It is not that I can't figure out how to do this, but rather that, since this is not really my sort of thing, I am probably doing it in a way that is much too roundabout and otherwise non-exemplary. This is an issue, since this will go into a text that will be read by graduate students (among others) and I do not wish to corrupt the young.

I'll leave my own method below, as a self-answer. Can you do better?
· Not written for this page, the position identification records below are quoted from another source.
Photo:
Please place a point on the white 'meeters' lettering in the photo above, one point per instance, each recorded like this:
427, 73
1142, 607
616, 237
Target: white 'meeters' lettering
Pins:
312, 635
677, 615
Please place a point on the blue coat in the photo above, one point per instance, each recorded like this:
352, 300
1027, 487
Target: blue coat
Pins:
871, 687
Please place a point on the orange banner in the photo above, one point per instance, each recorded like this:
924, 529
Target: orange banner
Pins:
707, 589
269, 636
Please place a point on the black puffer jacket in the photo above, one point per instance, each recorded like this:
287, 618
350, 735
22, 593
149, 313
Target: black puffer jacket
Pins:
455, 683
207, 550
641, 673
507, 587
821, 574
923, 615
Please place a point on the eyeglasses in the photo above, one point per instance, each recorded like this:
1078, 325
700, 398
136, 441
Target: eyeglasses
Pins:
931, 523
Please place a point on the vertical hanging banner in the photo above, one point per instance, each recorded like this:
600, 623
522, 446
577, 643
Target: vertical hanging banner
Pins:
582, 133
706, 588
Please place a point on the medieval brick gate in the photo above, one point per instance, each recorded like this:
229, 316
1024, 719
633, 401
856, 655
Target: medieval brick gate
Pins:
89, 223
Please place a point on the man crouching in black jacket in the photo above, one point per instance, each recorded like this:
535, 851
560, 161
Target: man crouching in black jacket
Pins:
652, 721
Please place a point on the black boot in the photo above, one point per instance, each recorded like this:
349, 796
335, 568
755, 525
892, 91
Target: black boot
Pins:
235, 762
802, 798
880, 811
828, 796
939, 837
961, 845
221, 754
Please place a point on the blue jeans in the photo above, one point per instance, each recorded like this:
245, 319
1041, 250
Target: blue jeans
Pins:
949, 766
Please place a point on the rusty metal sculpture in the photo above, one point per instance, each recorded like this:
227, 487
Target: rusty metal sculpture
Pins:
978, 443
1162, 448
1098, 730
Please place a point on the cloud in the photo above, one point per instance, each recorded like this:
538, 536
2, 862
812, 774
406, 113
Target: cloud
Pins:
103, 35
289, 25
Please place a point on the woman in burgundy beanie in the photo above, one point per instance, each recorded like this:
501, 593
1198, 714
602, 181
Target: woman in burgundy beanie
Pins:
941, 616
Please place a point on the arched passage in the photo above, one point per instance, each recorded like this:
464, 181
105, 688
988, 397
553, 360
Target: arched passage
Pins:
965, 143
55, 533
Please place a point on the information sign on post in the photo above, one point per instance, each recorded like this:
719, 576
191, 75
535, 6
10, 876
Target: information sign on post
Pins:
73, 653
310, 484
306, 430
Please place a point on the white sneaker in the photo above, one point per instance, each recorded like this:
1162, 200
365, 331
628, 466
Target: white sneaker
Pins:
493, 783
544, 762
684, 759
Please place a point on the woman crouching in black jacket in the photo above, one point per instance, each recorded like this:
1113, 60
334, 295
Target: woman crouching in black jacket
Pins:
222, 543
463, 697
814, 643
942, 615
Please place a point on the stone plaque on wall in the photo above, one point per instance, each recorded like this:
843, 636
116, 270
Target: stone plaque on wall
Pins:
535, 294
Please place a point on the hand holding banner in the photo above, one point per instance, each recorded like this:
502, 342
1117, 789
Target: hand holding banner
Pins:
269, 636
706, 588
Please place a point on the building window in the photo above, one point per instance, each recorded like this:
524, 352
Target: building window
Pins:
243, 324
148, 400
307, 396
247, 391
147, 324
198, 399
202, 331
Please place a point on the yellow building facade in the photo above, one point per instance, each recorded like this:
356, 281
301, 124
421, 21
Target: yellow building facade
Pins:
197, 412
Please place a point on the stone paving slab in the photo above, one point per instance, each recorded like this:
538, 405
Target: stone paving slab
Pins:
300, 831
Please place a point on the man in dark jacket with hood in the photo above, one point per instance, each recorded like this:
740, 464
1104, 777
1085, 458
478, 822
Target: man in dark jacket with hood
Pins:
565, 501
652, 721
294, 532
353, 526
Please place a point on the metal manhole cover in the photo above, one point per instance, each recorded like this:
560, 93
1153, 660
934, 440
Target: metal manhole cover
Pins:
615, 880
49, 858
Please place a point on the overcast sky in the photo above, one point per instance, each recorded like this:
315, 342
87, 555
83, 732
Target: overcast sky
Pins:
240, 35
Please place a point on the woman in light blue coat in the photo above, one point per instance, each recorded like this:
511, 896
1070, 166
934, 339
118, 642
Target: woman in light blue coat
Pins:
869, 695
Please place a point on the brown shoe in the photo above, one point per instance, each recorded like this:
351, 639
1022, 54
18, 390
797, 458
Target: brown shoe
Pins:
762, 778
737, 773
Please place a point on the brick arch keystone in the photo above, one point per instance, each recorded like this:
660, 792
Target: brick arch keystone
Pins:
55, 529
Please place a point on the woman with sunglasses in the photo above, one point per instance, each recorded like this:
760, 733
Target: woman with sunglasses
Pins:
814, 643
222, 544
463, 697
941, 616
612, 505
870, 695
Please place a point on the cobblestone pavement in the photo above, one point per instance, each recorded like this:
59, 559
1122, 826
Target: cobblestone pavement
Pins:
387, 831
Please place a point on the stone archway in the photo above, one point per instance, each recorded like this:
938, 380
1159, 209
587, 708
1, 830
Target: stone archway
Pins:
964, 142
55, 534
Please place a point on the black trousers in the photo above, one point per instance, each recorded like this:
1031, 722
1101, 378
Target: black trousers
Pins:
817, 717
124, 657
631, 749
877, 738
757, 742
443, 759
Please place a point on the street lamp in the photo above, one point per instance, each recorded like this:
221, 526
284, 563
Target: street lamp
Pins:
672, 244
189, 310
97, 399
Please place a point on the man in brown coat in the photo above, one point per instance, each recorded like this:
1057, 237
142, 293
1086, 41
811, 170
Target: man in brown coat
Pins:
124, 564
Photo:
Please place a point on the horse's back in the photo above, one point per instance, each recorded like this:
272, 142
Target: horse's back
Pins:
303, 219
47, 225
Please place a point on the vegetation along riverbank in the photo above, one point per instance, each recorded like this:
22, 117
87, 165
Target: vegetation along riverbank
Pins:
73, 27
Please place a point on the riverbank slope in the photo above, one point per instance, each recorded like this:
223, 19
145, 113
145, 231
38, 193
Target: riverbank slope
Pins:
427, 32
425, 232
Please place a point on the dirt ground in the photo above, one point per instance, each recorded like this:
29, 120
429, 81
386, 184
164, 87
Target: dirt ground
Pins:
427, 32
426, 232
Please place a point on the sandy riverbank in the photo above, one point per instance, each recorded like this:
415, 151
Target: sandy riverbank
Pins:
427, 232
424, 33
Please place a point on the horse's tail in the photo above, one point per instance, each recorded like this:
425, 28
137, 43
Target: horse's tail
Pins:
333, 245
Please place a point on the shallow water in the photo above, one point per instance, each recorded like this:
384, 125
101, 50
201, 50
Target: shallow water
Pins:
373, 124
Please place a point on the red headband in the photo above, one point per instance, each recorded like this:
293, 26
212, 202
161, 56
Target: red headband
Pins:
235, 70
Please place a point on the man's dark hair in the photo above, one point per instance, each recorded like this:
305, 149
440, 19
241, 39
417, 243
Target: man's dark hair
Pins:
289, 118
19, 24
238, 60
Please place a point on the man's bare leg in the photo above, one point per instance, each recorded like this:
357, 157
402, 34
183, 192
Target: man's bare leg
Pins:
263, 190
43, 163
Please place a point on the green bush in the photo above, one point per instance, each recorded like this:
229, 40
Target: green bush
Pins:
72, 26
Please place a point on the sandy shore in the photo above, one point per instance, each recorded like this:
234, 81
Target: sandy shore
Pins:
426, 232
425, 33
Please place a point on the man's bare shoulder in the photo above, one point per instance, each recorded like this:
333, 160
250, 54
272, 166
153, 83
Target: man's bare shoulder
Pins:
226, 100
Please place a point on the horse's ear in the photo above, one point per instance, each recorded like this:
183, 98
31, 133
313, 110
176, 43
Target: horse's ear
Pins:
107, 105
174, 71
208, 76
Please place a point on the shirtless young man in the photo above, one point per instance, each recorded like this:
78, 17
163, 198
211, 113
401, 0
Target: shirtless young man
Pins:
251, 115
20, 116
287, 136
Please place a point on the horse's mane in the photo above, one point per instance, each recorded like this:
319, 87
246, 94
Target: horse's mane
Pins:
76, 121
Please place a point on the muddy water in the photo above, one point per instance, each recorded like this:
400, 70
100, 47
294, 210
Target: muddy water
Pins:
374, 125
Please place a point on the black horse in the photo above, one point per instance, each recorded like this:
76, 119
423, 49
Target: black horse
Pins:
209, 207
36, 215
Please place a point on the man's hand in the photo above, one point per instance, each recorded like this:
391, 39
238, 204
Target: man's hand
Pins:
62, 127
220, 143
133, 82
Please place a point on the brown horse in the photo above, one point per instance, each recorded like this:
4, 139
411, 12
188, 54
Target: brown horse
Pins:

How?


Let $$g_a = \begin{cases} e^{-a x^2} & \text{if $x\geq 0$},\\ 0 &\text{if $x<0$.}\end{cases}$$ Using the definition of the Fourier transform, completing the square and shifting the contour of integration, $$\widehat{g_a}(t) = \int_0^\infty e^{- a x^2} e^{-2 \pi i x t} dx = e^{-\pi^2 t^2/a} \left(-\int_0^{\frac{i \pi t}{a}} e^{- a z^2} dz + \int_0^\infty e^{- a z^2} dz\right).$$ The last integral equals $\sqrt{\pi/a}/2$. We can thus write $$\widehat{g_a}(t) = \frac{\sqrt{\pi}}{2\sqrt{a}} e^{-\frac{\pi^2}{a} t^2} - \frac{i}{\sqrt{a}} F\left(\frac{\pi t}{\sqrt{a}}\right) = \frac{\sqrt{\pi}}{2\sqrt{a}} e^{-\frac{\pi^2}{a} t^2} \left(1 - \text{erf}\left(\frac{i \pi t}{\sqrt{a}}\right)\right),$$ where $F(x) = e^{-x^2} \int_0^x e^{y^2} dy$ (Dawson's integral) and $\text{erf}(s) = (2/\sqrt{\pi}) \int_0^s e^{-s^2} dz$ (the error function).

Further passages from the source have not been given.